Biasanya bank digital juga menawarkan tools manajemen keuangan yang unik di aplikasinya. Nasabah diberikan kemudahan untuk menabung atau mengatur peputaran uang bulanan. Ada pula bank digital yang belum memiliki fitur-fitur ekstra nan menarik tapi menawarkan hasil persentase tahunan atau annual percentage yield (APY) yang lebih tinggi.
Segala aktivitas yang dilakukan secara digital memungkinkan efisiensi dalam segala kegiatan bank. Misalnya, bank digital tidak memiliki kantor fisik dan pegawai administrasi yang siap sedia duduk di belakang meja. Biaya-biaya lain yang biasanya dikeluarkan oleh bank konvensional dapat dipangkas sehingga memungkinkah nasabah memperoleh keuntungan dari rendahnya (bahkan nol) biaya admin.
Kemudahan yang diberikan bank digital tentunya menarik minat nasabah, terutama generasi milenial dan Z yang akrab dengan teknologi internet.
Apakah saya tertarik menggunakan jasa bank digital?
Kemajuan teknologi memang sesuatu yang tidak bisa dihindari. Mau tidak mau, arus perubahan yang kuat ini akan menyeret kita untuk mengikutinya.
Akan tetapi, untuk saat ini, jujur saya lebih memilih layanan bank konvensional dengan beberapa pertimbangan.
Ada beberapa alasan yang membuat saya masih belum tergoda menggunakan bank digital.
Harus Menggunakan Internet
Membeli kuota internet memanglah mudah. Mau berapa pun banyaknya bisa, asalkan sesuai kondisi kantong tentunya.
Namun yang jadi permasalahan adalah ketersediaan jaringan internet yang stabil. Seperti yang kita tahu, sinyal internet kuat belum tersebar merata di seluruh penjuru Indonesia.
Akan jadi masalah seandainya kita membutuhkan transaksi perbankan yang urgen, namun terkendala koneksi internet yang timbul tenggelam. Apalagi sebagai geologist saya seringkali masuk daerah terpencil yang kadang berkirim SMS saja sulitnya minta ampun.
Dalam hal ini, bank konvensional lebih unggul karena keberadaan kantor fisiknya. Dengan atau tanpa internet, transaksi apapun masih bisa dilakukan di bank.
Sistem Keamanan Nasabah
Saat semua hal terhubung ke internet, kita sebenarnya membuka diri untuk dapat dilihat orang lain, tak terkecuali data-data pribadi yang kita berikan ke bank digital.

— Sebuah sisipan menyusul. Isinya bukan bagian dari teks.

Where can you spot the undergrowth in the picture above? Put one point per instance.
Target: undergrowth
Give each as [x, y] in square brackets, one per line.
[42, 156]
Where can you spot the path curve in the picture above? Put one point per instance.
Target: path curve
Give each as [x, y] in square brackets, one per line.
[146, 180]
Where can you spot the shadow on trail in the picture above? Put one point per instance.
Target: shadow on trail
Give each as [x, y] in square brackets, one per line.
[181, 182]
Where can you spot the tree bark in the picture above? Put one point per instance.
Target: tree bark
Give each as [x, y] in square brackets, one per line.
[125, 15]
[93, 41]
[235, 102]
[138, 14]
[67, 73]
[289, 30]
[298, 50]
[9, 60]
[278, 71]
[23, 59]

Kita tentunya ingat kasus kejahatan siber yang menimpa nasabah Jenius, bank digital yang dikembangkan BTPN. Para korban dimanipulasi untuk melakukan tindakan yang menguntungkan pelaku melalui data-data pribadi kita, seperti melakukan panggilan telepon dan mengirim surel.
Hal inilah yang membuat saya sedikit meragukan keamanan bank digital, setidaknya sampai saat ini.
Meskipun telah ada aturan resmi yang dikeluarkan OJK untuk menjamin keamanan transaksi perbankan digital dan data nasabah, tidak menutup kemungkinan para peretas tetap menemukan celahnya. Mereka kadang jauh lebih pintar dari pembuat sistem keamanannya sendiri.
Untuk menghindari penipuan, pembobolan, dan tindak kejahatan siber lainnya, hingga saat ini saya lebih memilih layanan bank biasa.
Berpotensi Boros
Saat diberi kemudahan, manusia cenderung memanfaatkan kemudahan tersebut untuk memenuhi keinginan dan kesenangannya. Saya termasuk salah satu orang yang sulit sekali menahan godaan kemudahan layanan digital.
Saking mudahnya melakukan transaksi, saya takut malah jadi tidak terkendali. Saya berpotensi boros karena segalanya serba mudah. Jika sudah begini, bukannya menjadi alat bantu pengelolaan keuangan, bank digital malah jadi senjata makan tuan.
Tentunya kondisi ini akan lain bagi masing-masing individu, terutama yang betul-betul melek urusan finansial.
Minim Interaksi Manusia
Meski dikendalikan oleh manusia, dunia digital tidak menawarkan apa yang dapat manusia berikan kepada sesamanya. Hal-hal unik perilaku manusia absen dari layanan bank digital.
Kita tidak lagi mendapati tukang parkir, penjaga keamanan, teller, dan petugas customer service yang murah senyum, mengucapkan salam, dan ucapan terima kasih kepada nasabah di layanan bank digital. Tidak ada pula obrolan seru antar nasabah yang saling mengeluhkan masalahnya.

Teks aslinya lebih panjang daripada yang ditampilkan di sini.